I remember Henry Kaye promoting doing that before & apparently lots of developers were doing that too. Buy a block of land, develop 200 units, sell most of them then roll the sales profit into units they hold, therefore getting a free carry until they sell those. Maybe the laws have changed since then?
 
I remember Henry Kaye promoting doing that before & apparently lots of developers were doing that too. Buy a block of land, develop 200 units, sell most of them then roll the sales profit into units they hold, therefore getting a free carry until they sell those. Maybe the laws have changed since then?

No criminal law, common law and tax laws are the same. Its a tax scheme at best. Its blatant avoidance.

In a technical accounting sense its difficult to disguise and easily detected. Especially given GST reporting would see disclosure of sales within each tax period (qtr, month etc) on a BAS. So if the annual reported sales in a tax return don't correlate then a question gets asked.
 
What I've decided to do is keep 1 of the properties and sell the other. I'd rather hold one, rent it out afterwards and keep it as an IP.
Regarding the side I'll be selling, I've heard that after the subdivision (prior to construction) which will be done directly after DA approval, you can claim it as your PPR during the construction phase and some after. This may help with reducing the CGT to 50%.
The property is currently under my name and my building company will be building it. Is this the way to go about it?
Since I'll be doing a lot of the work myself, I'm going to be saving some costs. I'm afraid that I'll go to all this effort to do most of the work myself, reduce expenses, but then find I'll only have to pay more damn tax because I've reduced the expenses. Would it be a better idea to try and inflate the expenses column?
 
What I've decided to do is keep 1 of the properties and sell the other. I'd rather hold one, rent it out afterwards and keep it as an IP.
Regarding the side I'll be selling, I've heard that after the subdivision (prior to construction) which will be done directly after DA approval, you can claim it as your PPR during the construction phase and some after. This may help with reducing the CGT to 50%.
The property is currently under my name and my building company will be building it. Is this the way to go about it?
Since I'll be doing a lot of the work myself, I'm going to be saving some costs. I'm afraid that I'll go to all this effort to do most of the work myself, reduce expenses, but then find I'll only have to pay more damn tax because I've reduced the expenses. Would it be a better idea to try and inflate the expenses column?
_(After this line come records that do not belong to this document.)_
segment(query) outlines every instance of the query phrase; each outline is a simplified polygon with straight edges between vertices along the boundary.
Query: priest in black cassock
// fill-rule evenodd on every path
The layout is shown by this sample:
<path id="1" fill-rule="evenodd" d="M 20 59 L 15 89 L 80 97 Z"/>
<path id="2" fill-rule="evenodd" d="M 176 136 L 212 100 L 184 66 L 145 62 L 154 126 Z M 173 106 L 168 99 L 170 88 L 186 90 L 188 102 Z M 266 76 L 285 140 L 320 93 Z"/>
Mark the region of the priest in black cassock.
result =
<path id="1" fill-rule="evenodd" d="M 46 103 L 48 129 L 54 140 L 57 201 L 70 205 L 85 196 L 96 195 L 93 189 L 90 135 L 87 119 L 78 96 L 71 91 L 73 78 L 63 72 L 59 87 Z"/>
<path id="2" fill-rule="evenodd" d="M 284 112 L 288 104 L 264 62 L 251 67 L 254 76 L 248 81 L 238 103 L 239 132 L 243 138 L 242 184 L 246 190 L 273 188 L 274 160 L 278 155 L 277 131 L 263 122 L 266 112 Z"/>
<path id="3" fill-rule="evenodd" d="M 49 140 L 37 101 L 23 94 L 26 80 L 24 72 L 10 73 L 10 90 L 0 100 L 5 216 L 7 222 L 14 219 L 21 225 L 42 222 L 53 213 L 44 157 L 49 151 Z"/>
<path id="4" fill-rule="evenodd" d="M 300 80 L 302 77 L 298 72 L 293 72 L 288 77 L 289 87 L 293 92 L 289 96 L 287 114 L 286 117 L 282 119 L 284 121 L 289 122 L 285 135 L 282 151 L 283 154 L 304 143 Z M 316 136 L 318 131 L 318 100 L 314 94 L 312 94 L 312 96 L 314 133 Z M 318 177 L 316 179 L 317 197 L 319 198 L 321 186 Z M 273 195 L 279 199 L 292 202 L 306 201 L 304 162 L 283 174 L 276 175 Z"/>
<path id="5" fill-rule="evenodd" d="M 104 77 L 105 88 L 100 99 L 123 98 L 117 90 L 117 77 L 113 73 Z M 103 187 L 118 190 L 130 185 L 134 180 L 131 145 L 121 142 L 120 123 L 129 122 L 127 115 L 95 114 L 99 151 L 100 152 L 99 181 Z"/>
Sounds like you are a builder and are doinng this to make money. CGT unlikely apply.
 
I am a builder but I'm not looking for cash flow, but would prefer to roll over majority of the profits into the one I'm intending on keeping. It was mentioned above that rolling profits over is illegal under criminal law, but I guess I'm seeking the legal route/loophole.
I had an idea of increasing the expenses of the unit which is being sold, and reducing the expenses for the unit that'll be retained. If the unit being sold is say 60% of the expenses and the retained unit is 40%, then that may save me some CGT in the short term.
 
I am a builder but I'm not looking for cash flow, but would prefer to roll over majority of the profits into the one I'm intending on keeping. It was mentioned above that rolling profits over is illegal under criminal law, but I guess I'm seeking the legal route/loophole.
I had an idea of increasing the expenses of the unit which is being sold, and reducing the expenses for the unit that'll be retained. If the unit being sold is say 60% of the expenses and the retained unit is 40%, then that may save me some CGT in the short term.

It may be straight income tax.

You can't artificially inflate the expenses for 1 unit, but must apportion them on a reasonable basis.

Rolling over profits to the next project is possible, but it won't save any tax. Some people think they can sell property A and buy property B which will offset the tax on property A, but it doesn't work like that in Australia.